Der Beklagte ist Miterbe von C (nachfolgend: Erblasser). Dieser hatte mit Beitrittserklärung aus 2011 im Rahmen des Angebots "A1Classic" mit der Insolvenzschuldnerin eine Stille Gesellschaft abgeschlossen über eine Einlage von 15.000,- € mit einer Laufzeit bis zum 31.3.2014. Geschäftsmodell der Insolvenzschuldnerin war die Vergabe von Darlehen an die A GmbH & Co. KG (nachfolgend: A), die ein Luxuspfandleihhaus betreiben wollte. Durch die bei dieser eingereichten Pfänder sollten die Darlehen besichert werden.

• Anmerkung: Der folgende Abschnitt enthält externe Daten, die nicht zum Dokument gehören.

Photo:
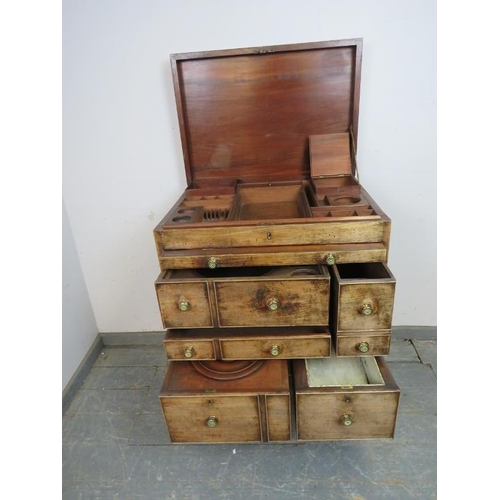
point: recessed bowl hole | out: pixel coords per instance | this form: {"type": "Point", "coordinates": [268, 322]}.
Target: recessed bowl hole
{"type": "Point", "coordinates": [181, 218]}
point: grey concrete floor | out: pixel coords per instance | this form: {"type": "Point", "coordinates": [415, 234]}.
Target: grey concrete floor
{"type": "Point", "coordinates": [115, 444]}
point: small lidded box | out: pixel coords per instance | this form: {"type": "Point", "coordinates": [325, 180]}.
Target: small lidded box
{"type": "Point", "coordinates": [332, 163]}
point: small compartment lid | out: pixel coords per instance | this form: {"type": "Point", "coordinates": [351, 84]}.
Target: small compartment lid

Im Vertrag über die Errichtung einer Stillen Gesellschaft war die Einrichtung eines Verrechnungskontos und eines Kapitalkontos vorgesehen. Auf dem Kapitalkonto sollte die Einlage verbucht werden, auf dem Verrechnungskonto alle sonstigen Buchungen. An einem Jahresüberschuss sollte der stille Gesellschafter entsprechend seinem Anteil teilnehmen. Entnahmen während der Dauer der Stillen Gesellschaft sollten vom Verrechnungskonto, nicht aber vom Kapitalkonto möglich sein. Mit dem Ende der Stillen Gesellschaft waren Überschüsse auf beiden Konten an den Gesellschafter auszukehren. Dieser war nicht verpflichtet, einen etwaigen Negativsaldo des Kapitalkontos auszugleichen (§ 11.1). Der festgestellte Jahresabschluss war für den stillen Gesellschafter verbindlich (§ 5.2).

Im für den Erblasser als Grundlage der Beteiligung maßgeblichen Verkaufsprospekt A1Classic war als "Ergebnisbeteiligung / Ausschüttung" auf S. 8 vermerkt: "7 % p.a. für die Dauer von 3 Jahren". Zur "Rückzahlung" hieß es dort: "Der Rückzahlungsbetrag beträgt 100 % der Einlage (...)." Auf S. 15 wurde vor einem Totalverlust gewarnt. Auch fänden Auszahlungen in Form von Gewinnbeteiligung nur insoweit statt, als dadurch kein Fehlbetrag entstehe. Es bestehe das Risiko, dass Ergebnisbeteiligungen teilweise oder insgesamt ausblieben.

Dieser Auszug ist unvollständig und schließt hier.